Akim Demaille and Renaud Durlin and Nicolas Pierron and BenoƮt Sigoure.
Semantics driven disambiguation: A comparison of different approaches.
http://publis.lrde.epita.fr/200802-LDTA
Context-sensitive languages such as C or C++ can be parsed using a
context-free but ambiguous grammar, which requires another stage,
disambiguation, in order to select the single parse tree that complies
with the language's semantical rules. Naturally, large and complex
languages induce large and complex disambiguation stages.
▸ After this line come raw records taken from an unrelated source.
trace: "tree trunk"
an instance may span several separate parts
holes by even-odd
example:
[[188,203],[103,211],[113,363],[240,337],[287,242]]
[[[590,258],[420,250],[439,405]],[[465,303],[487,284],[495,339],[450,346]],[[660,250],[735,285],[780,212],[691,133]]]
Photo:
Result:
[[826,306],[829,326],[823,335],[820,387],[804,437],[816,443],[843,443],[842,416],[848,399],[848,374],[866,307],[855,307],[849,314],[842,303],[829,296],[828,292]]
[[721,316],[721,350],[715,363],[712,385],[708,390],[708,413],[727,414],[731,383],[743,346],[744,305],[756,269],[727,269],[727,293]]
If, in
addition, the parser should be extensible, for instance to enable the
embedding of domain specific languages, the disambiguation techniques
should feature traditional software-engineering qualities: modularity,
extensibility, scalability and expressiveness.
We evaluate three approaches to write disambiguation filters for SDF
grammars: algebraic equations with ASF, rewrite-rules with programmable
traversals for Stratego, and attribute grammars with TAG, our system. To
this end we introduce Phenix, a highly ambiguous language. Its
``standard'' grammar exhibits ambiguities inspired by those found in the
C and C++ standard grammars. To evaluate modularity, the grammar is
layered: it starts with a small core language, and several layers add
new features, new production rules, and new ambiguities.